Micro-insurance schemes are categorized in several models: partner-agent, provider-driven, mutual model (community-based) and the direct agent model [7, 8, 32]. In the partner-agent model, an insurance firm contracts another entity to sell it products, while under direct agent model, an insurance firm controls the entire chain and sells its product directly to consumers [8]. The mutual or community-based model is owned and run by scheme members through participatory mechanisms [7, 8, 33]. The provider driven model is led by a health service provider who takes on an insurance function [7]. All four models of micro insurance are present in the Kenyan health insurance context. The provider-driven model and the community-based model are frequently lumped together and referred to as community-based health insurance (CBHI) schemes [34]. These two models lack a legal and policy framework and tend to be administered as societies or community-based organisations [33, 35]. On the other hand, the partner-agent and direct agent models are labelled as MHIs and have received increasing policy and regulatory attention from the Kenyan government [31, 36].
There are other features that distinguish CBHI and MHIs in Kenya. CBHI operate within a specific small geographical location [33, 37], while MHIs operate nationally [38]. Access to services for CBHI members is usually restricted to low-cost public facilities and faith based facilities within the same geographical area, while MHIs have a nationwide network of low- to mid-cost public and private providers [35]. Additionally, while MHIs offer risk rated premiums to members calculated individually or for groups, CBHI schemes base premiums on members’ decisions, informed by very limited financial analysis, if any [33].
There is no accurate data on the number of and population covered by MHIs in Kenya, largely due to weak regulation, and existing reporting requirements where their activities are recorded under the insurance firms that underwrite the products [31, 38]. A report published in early 2014 suggested that about 300,000 lives were covered: about 1% of Kenya’s population [39].
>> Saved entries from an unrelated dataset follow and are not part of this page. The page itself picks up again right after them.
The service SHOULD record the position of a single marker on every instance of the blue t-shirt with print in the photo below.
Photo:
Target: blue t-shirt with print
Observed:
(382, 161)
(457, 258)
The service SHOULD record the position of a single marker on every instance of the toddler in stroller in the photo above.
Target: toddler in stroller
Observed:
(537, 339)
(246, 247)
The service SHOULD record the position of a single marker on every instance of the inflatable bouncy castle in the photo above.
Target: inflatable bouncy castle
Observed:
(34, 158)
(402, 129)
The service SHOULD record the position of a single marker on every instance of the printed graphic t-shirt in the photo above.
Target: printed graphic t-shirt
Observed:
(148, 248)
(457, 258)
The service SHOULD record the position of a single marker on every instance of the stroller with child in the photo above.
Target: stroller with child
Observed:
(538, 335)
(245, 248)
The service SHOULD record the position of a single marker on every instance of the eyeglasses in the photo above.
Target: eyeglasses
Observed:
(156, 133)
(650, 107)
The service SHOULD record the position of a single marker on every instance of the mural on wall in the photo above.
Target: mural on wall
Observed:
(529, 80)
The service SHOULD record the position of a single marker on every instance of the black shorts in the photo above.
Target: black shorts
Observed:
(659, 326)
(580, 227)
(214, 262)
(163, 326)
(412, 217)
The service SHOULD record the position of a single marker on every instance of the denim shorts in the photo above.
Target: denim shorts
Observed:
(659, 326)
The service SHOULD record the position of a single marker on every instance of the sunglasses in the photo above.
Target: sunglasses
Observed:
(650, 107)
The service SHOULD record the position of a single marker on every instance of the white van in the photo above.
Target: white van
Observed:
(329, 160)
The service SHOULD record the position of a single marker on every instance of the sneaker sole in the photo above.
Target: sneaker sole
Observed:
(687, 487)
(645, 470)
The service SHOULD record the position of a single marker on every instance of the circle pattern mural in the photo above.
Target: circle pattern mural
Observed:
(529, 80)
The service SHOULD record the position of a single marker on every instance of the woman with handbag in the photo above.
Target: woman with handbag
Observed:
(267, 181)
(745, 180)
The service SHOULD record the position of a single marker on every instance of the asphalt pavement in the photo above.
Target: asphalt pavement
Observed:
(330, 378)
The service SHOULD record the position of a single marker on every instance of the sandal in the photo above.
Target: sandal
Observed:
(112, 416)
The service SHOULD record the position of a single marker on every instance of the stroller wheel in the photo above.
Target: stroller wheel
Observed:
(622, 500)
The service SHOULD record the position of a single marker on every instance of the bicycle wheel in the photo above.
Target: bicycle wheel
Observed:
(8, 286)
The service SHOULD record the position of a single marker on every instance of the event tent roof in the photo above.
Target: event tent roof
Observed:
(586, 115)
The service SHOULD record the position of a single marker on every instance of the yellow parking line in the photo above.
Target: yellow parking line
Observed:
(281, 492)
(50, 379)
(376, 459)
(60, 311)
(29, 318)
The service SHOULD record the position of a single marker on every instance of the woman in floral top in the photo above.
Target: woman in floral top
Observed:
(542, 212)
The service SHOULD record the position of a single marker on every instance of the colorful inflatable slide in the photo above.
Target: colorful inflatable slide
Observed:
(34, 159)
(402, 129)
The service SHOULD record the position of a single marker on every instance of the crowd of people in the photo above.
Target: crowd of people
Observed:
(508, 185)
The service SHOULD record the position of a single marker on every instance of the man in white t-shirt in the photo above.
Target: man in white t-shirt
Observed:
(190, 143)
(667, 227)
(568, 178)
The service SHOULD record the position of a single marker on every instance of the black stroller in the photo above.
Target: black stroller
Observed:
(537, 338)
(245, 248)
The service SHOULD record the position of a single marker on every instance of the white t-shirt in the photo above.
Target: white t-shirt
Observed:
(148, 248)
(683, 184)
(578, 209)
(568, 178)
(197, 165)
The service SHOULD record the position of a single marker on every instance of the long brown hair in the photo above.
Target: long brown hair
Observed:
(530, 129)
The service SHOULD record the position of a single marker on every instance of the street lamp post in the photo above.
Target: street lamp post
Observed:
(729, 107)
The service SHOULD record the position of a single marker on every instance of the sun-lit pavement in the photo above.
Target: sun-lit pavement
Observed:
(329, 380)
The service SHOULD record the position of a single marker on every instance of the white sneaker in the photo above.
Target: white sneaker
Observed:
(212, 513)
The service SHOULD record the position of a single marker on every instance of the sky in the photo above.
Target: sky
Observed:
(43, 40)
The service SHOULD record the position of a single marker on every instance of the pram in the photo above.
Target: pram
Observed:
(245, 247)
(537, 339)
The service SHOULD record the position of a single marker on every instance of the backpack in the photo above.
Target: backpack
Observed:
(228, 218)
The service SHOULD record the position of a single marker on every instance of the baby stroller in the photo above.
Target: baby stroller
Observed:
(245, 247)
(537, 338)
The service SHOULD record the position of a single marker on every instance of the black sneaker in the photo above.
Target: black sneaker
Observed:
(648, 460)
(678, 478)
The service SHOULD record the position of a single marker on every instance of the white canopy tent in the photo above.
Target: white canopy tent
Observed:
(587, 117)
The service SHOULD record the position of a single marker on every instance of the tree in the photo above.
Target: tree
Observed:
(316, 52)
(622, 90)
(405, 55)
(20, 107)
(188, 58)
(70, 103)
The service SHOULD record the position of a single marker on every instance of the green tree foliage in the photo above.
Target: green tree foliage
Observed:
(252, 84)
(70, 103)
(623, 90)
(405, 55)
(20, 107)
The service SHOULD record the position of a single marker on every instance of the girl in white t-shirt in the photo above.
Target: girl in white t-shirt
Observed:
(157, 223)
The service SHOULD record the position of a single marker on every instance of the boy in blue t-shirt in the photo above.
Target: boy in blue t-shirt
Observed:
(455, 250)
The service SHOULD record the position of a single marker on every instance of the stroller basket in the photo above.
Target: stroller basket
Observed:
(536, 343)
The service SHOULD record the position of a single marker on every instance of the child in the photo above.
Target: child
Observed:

There is growing interest in Kenya and globally on the role of MHIs as a mechanism for health financing towards UHC [7]. MHI are not only of interest to health policy makers, but also to those from the finance and social sectors who may be interested in the financial and social inclusion potential of MHI [8, 40]. This concern has not been matched with a systematic examination of whether these purchasing practice of MHI are strategic. This paper addresses this evidence gap by examining purchasing practices of MHIs and the extent to which these are aligned to strategic purchasing.